The glorified traffic jam also gives Caldwell a chance to take in how the interiors of the Mustang and the 370Z have matured with their recent updates. Caldwell at first seems to prefer the Mustang for practical reasons-he finds the stereo crisper and cleaner and likes the idea of having a back seat for his kids. But he wavers when he sinks into the Z's red leather driver's seat and settles his hands on the perfectly positioned steering wheel. "You become a part of the Nissan," he says.
Finally, as dusk descends and we edge past 8 Mile Road, which marks the dividing line between Detroit and its northern suburbs, the traffic eases up. Welcome to Mustang territory. "This one's just brute power," Caldwell says as he gives the GT a bit of throttle. The heavy police presence prevents us from submitting to spectators' calls to race, but our separate closed-course testing confirms that the 412-hp 'Stang owns the 332-hp Nissan by about a second both in the 0-to-60-mph sprint and through the quarter mile. And then there's the sound. Whereas the Z's aging VQ V-6 is all noise, vibration, and harshness, the Mustang's new V-8 is loud and menacing when it should be and nearly sewing-machine smooth the rest of the time. The Nissan wins some points for its novel manual gearbox, which not only has slightly smoother throws than the Mustang's stick but also impresses Caldwell with its ability to match revs automatically on downshifts. "I do like that," he confirms. Ride quality is mostly a wash between the two cars, save for when just the right frequency of potholes hits the Mustang's live rear axle and sets its occupants bouncing.
By 10:30 p.m., the party's over, as police are demanding that the muscle-car-loving spectators go home. Plus, Caldwell needs to get back to being a family man. But he's enjoyed the escape provided by each of these sporty cars, albeit in different ways. "I wish I could combine the best elements of both cars," he notes.

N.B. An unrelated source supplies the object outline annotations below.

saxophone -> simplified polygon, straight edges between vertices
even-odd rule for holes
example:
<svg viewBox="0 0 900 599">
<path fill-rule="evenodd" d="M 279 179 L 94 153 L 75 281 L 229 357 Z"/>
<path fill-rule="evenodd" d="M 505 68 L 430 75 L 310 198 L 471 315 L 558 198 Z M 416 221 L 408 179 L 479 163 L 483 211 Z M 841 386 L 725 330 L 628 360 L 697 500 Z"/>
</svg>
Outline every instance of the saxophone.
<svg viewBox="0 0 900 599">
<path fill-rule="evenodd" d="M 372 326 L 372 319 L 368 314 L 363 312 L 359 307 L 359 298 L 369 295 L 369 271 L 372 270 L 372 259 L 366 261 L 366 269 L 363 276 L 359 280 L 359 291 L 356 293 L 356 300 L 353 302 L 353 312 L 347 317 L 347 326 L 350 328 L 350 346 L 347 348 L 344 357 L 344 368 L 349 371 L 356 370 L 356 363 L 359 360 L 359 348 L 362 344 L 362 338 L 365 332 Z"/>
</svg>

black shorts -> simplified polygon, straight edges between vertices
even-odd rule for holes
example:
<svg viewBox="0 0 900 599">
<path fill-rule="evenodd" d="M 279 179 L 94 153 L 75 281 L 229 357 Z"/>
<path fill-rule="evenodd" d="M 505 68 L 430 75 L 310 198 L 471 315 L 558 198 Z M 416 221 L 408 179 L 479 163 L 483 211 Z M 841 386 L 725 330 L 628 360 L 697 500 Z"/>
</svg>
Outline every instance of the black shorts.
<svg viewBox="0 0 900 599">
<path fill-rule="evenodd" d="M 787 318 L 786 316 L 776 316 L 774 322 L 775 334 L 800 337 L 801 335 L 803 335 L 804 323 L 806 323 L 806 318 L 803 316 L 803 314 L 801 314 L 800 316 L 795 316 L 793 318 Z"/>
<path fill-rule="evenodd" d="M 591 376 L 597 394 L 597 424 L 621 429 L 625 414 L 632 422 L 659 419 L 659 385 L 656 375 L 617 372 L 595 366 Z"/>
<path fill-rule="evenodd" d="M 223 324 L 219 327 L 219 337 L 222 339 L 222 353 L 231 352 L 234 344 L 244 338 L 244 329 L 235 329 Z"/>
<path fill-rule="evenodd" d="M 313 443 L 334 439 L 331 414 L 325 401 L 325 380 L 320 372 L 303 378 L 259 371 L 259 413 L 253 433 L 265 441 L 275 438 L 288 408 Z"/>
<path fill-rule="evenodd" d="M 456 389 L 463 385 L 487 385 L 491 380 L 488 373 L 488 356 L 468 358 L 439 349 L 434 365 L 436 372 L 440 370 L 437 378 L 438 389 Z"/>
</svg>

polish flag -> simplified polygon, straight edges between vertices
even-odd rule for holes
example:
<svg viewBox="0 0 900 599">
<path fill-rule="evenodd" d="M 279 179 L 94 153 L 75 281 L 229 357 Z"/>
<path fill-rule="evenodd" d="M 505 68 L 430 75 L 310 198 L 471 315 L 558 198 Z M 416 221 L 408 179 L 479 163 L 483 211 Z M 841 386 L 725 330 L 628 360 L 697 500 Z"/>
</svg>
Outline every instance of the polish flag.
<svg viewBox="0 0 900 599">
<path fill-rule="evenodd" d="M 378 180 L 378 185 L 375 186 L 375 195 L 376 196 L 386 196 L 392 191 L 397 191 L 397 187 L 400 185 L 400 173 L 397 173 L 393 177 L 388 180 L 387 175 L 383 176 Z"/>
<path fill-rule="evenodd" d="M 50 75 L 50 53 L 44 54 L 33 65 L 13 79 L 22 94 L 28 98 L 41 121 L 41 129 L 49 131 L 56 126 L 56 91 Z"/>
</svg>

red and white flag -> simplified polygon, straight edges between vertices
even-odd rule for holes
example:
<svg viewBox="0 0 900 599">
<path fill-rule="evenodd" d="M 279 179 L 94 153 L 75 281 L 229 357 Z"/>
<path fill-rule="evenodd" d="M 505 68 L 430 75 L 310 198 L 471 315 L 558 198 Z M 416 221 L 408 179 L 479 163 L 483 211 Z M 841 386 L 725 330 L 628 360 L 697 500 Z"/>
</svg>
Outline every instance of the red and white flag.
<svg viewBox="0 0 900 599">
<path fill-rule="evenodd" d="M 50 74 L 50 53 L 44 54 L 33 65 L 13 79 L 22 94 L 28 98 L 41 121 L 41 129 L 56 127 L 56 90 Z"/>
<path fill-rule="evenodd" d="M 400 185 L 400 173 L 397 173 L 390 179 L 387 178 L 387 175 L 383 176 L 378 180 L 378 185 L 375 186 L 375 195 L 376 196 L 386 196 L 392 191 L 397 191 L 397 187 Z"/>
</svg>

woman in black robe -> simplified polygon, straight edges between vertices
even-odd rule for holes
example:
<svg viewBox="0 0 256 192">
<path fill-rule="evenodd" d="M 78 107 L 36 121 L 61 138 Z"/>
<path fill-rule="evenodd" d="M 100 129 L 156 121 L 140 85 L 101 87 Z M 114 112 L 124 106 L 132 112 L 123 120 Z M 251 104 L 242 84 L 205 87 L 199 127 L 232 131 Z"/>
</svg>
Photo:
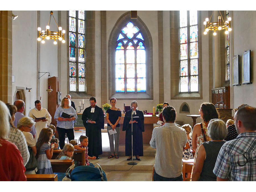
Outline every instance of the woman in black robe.
<svg viewBox="0 0 256 192">
<path fill-rule="evenodd" d="M 140 156 L 143 155 L 143 142 L 142 132 L 144 130 L 144 116 L 143 112 L 137 110 L 138 103 L 135 101 L 131 103 L 130 110 L 125 113 L 123 130 L 126 131 L 125 155 L 129 156 L 127 160 L 132 159 L 132 113 L 133 154 L 140 161 Z"/>
</svg>

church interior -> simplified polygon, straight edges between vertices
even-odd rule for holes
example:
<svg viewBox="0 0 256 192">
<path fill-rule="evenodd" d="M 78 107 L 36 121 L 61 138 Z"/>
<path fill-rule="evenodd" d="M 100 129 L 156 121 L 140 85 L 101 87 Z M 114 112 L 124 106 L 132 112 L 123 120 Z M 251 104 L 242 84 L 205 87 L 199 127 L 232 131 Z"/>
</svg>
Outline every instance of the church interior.
<svg viewBox="0 0 256 192">
<path fill-rule="evenodd" d="M 116 106 L 122 114 L 124 105 L 129 106 L 133 101 L 137 101 L 138 110 L 145 114 L 158 114 L 157 105 L 167 102 L 175 109 L 176 122 L 191 126 L 194 119 L 196 123 L 201 122 L 199 116 L 193 119 L 191 116 L 199 114 L 198 110 L 204 102 L 219 102 L 216 107 L 226 121 L 233 118 L 233 109 L 242 104 L 256 106 L 255 11 L 194 11 L 193 16 L 190 11 L 86 11 L 81 19 L 84 24 L 81 29 L 81 18 L 76 17 L 80 11 L 73 12 L 74 16 L 71 11 L 52 10 L 56 22 L 52 17 L 50 30 L 62 32 L 65 41 L 57 40 L 56 44 L 53 40 L 44 40 L 42 31 L 38 30 L 40 27 L 47 31 L 50 11 L 0 11 L 0 100 L 12 104 L 23 100 L 25 115 L 39 100 L 53 117 L 58 100 L 68 94 L 78 114 L 90 106 L 92 96 L 101 108 L 109 103 L 110 98 L 116 98 Z M 182 13 L 186 16 L 185 24 L 181 21 Z M 213 30 L 204 34 L 206 18 L 211 18 L 209 23 L 215 22 L 221 15 L 222 22 L 231 17 L 229 27 L 232 30 L 227 30 L 227 34 L 226 30 L 217 30 L 216 35 Z M 13 20 L 16 16 L 18 16 Z M 71 22 L 74 21 L 76 25 L 72 29 Z M 132 28 L 130 33 L 126 31 L 129 27 Z M 183 33 L 185 28 L 187 30 Z M 128 45 L 127 40 L 130 43 Z M 133 55 L 130 52 L 131 57 L 127 51 L 124 54 L 126 61 L 123 61 L 119 54 L 124 53 L 119 50 L 124 47 L 128 51 L 135 47 L 135 58 L 134 52 Z M 246 52 L 249 56 L 244 67 Z M 128 66 L 129 59 L 137 65 Z M 245 67 L 248 70 L 245 72 Z M 75 137 L 80 133 L 75 132 Z M 103 146 L 103 158 L 110 151 L 104 134 L 103 132 L 103 145 L 106 144 Z M 119 148 L 122 153 L 119 160 L 124 162 L 119 162 L 121 166 L 114 158 L 92 162 L 101 163 L 106 172 L 117 171 L 106 173 L 110 180 L 123 181 L 127 177 L 127 180 L 152 181 L 155 151 L 149 145 L 144 147 L 141 163 L 144 164 L 134 166 L 139 167 L 129 170 L 122 179 L 121 171 L 130 168 L 126 165 L 124 145 Z"/>
</svg>

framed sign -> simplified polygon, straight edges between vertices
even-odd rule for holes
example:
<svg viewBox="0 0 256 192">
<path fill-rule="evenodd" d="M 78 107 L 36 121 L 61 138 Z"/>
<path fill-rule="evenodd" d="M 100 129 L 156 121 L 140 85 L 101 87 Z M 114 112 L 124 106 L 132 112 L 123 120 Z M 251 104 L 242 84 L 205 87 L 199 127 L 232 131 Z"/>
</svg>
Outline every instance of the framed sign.
<svg viewBox="0 0 256 192">
<path fill-rule="evenodd" d="M 232 77 L 233 82 L 232 85 L 233 86 L 237 85 L 239 84 L 239 55 L 235 56 L 233 59 L 233 73 Z"/>
<path fill-rule="evenodd" d="M 250 81 L 251 50 L 245 51 L 243 54 L 242 63 L 242 82 L 243 84 L 249 84 Z"/>
</svg>

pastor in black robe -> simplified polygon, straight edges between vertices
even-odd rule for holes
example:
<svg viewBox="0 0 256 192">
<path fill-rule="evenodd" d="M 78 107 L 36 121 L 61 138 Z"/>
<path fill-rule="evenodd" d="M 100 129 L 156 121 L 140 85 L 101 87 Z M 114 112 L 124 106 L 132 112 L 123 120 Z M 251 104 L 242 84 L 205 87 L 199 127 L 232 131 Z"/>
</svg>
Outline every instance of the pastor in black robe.
<svg viewBox="0 0 256 192">
<path fill-rule="evenodd" d="M 88 137 L 88 155 L 98 157 L 102 154 L 101 129 L 104 129 L 104 114 L 102 109 L 97 105 L 94 112 L 91 113 L 92 107 L 86 108 L 82 115 L 82 120 L 85 127 L 86 135 Z M 86 122 L 88 119 L 96 123 Z"/>
<path fill-rule="evenodd" d="M 125 155 L 132 155 L 132 124 L 129 122 L 132 119 L 132 110 L 130 110 L 125 113 L 123 130 L 126 131 Z M 132 120 L 136 120 L 137 123 L 132 124 L 132 141 L 134 155 L 143 156 L 143 141 L 142 132 L 144 130 L 144 115 L 142 111 L 136 110 L 136 114 L 132 115 Z M 133 118 L 134 117 L 139 117 Z"/>
</svg>

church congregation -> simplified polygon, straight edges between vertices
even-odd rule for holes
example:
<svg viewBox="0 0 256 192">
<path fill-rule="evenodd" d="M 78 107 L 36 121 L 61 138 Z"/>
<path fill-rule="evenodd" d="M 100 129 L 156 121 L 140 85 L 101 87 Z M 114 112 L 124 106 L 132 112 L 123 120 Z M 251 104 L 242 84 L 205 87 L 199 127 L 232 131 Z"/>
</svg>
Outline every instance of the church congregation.
<svg viewBox="0 0 256 192">
<path fill-rule="evenodd" d="M 0 11 L 0 181 L 256 181 L 255 11 L 49 12 Z"/>
</svg>

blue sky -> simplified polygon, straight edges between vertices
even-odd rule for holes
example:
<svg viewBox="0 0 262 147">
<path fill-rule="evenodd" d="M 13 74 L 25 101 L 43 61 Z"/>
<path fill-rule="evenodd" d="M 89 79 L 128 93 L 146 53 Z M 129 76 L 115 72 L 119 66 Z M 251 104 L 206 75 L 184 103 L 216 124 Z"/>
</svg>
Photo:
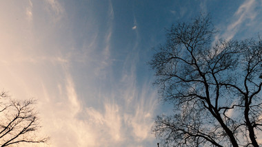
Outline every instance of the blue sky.
<svg viewBox="0 0 262 147">
<path fill-rule="evenodd" d="M 146 63 L 165 28 L 200 11 L 216 39 L 262 32 L 261 0 L 1 1 L 0 88 L 38 100 L 50 146 L 157 146 L 154 118 L 172 106 Z"/>
</svg>

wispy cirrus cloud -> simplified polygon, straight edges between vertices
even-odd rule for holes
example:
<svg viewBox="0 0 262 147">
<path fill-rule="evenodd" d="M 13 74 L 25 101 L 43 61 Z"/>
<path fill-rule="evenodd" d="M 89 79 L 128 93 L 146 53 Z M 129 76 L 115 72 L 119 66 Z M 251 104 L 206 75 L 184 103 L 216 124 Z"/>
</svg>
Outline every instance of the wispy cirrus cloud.
<svg viewBox="0 0 262 147">
<path fill-rule="evenodd" d="M 226 40 L 230 40 L 234 38 L 241 27 L 246 27 L 256 17 L 258 12 L 255 8 L 258 6 L 258 3 L 255 0 L 245 1 L 234 14 L 231 19 L 232 21 L 227 26 L 226 31 L 217 36 L 216 38 L 222 37 Z"/>
</svg>

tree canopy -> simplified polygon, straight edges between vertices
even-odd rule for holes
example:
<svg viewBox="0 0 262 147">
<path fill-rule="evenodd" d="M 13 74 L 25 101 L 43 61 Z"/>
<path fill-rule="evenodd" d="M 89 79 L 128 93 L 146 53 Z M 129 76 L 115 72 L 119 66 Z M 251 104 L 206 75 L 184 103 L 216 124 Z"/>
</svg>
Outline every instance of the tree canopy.
<svg viewBox="0 0 262 147">
<path fill-rule="evenodd" d="M 13 146 L 21 143 L 46 143 L 48 137 L 39 137 L 41 128 L 35 100 L 16 100 L 5 92 L 0 94 L 0 146 Z"/>
<path fill-rule="evenodd" d="M 152 131 L 164 146 L 256 146 L 262 126 L 262 41 L 215 38 L 210 15 L 177 23 L 150 65 L 174 115 Z"/>
</svg>

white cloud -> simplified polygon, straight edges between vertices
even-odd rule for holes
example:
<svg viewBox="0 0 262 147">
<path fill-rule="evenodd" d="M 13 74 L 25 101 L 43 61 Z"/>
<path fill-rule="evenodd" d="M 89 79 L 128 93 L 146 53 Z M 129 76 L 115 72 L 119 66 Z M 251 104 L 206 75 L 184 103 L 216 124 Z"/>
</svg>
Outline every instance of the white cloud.
<svg viewBox="0 0 262 147">
<path fill-rule="evenodd" d="M 241 26 L 244 23 L 248 24 L 246 21 L 252 21 L 257 16 L 257 12 L 254 10 L 256 6 L 255 0 L 246 0 L 239 6 L 236 12 L 234 13 L 230 24 L 228 25 L 226 31 L 221 35 L 216 36 L 219 38 L 224 38 L 226 40 L 230 40 L 239 31 Z"/>
</svg>

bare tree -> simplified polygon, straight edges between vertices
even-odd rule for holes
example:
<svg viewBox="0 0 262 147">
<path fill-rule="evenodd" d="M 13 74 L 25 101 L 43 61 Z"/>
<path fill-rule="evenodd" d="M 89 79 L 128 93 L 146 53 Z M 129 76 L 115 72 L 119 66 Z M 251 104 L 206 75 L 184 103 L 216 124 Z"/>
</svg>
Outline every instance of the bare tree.
<svg viewBox="0 0 262 147">
<path fill-rule="evenodd" d="M 48 137 L 37 135 L 41 127 L 34 100 L 23 101 L 0 94 L 0 146 L 12 146 L 20 143 L 46 143 Z"/>
<path fill-rule="evenodd" d="M 215 41 L 209 15 L 178 23 L 150 62 L 174 115 L 152 131 L 165 146 L 255 146 L 262 126 L 262 41 Z"/>
</svg>

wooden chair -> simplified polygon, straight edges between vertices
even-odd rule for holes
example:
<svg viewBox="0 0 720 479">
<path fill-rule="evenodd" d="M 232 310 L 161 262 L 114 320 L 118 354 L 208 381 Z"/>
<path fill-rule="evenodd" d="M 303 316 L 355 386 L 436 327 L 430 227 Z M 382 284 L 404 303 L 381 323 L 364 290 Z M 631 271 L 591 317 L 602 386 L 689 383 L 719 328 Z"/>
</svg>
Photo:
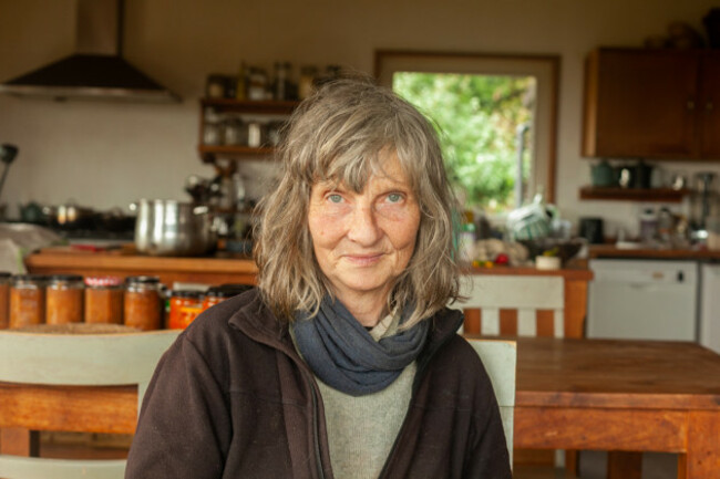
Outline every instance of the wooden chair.
<svg viewBox="0 0 720 479">
<path fill-rule="evenodd" d="M 450 308 L 465 312 L 464 330 L 486 336 L 565 335 L 565 290 L 562 277 L 462 277 L 467 300 Z"/>
<path fill-rule="evenodd" d="M 0 331 L 0 428 L 134 433 L 147 383 L 178 333 Z M 137 392 L 128 385 L 136 385 Z M 112 400 L 104 400 L 103 392 L 107 394 L 109 389 L 127 389 L 127 395 L 137 395 L 134 416 L 120 412 Z M 0 477 L 4 479 L 120 479 L 124 470 L 124 459 L 0 455 Z"/>
<path fill-rule="evenodd" d="M 513 464 L 513 413 L 515 410 L 515 368 L 517 348 L 514 341 L 467 340 L 480 355 L 493 384 L 503 429 L 507 440 L 510 461 Z"/>
<path fill-rule="evenodd" d="M 562 277 L 472 274 L 461 279 L 465 301 L 450 304 L 465 314 L 465 333 L 483 336 L 565 336 Z M 577 470 L 577 452 L 527 451 L 518 460 Z"/>
</svg>

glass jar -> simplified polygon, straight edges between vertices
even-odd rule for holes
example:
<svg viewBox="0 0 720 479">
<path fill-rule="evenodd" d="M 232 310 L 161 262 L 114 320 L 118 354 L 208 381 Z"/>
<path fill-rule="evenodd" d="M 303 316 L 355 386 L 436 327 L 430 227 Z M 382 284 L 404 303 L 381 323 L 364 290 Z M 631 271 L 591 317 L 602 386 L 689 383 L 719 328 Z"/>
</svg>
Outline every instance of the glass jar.
<svg viewBox="0 0 720 479">
<path fill-rule="evenodd" d="M 45 291 L 45 323 L 81 323 L 83 320 L 83 293 L 85 283 L 79 274 L 50 277 Z"/>
<path fill-rule="evenodd" d="M 0 330 L 10 326 L 10 274 L 0 271 Z"/>
<path fill-rule="evenodd" d="M 184 330 L 202 310 L 202 291 L 173 291 L 169 298 L 167 327 Z"/>
<path fill-rule="evenodd" d="M 123 302 L 123 322 L 126 326 L 142 331 L 161 329 L 163 302 L 160 289 L 157 277 L 127 278 Z"/>
<path fill-rule="evenodd" d="M 45 322 L 45 284 L 42 274 L 18 274 L 10 285 L 10 327 Z"/>
<path fill-rule="evenodd" d="M 85 278 L 85 323 L 123 324 L 122 278 Z"/>
</svg>

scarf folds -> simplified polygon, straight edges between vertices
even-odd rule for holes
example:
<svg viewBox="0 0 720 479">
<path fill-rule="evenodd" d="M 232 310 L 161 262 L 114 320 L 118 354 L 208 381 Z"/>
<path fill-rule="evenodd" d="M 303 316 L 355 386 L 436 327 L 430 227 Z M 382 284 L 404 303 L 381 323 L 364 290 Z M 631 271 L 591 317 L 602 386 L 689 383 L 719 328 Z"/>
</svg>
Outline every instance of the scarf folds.
<svg viewBox="0 0 720 479">
<path fill-rule="evenodd" d="M 401 324 L 411 312 L 403 311 Z M 429 323 L 376 341 L 340 301 L 326 296 L 316 316 L 298 312 L 292 329 L 300 354 L 320 381 L 362 396 L 384 389 L 418 357 Z"/>
</svg>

He's reticent to pick a winner, but he admits that his son would have less trouble picking between the two. "I think Sam would like the Mustang." We can't help but agree. If we were going all out on a racetrack, we'd likely pick the lighter, more sophisticated Z. But here on the streets, where a real thirty-something will actually drive it, the more comfortable, more refined Mustang seems like the smarter choice. Ford's V-8-powered pony car remains visceral and brutish enough to please any testosterone-addled teenager but has evolved such that it also meets the more demanding tastes of the thirty-somethings who can actually afford one.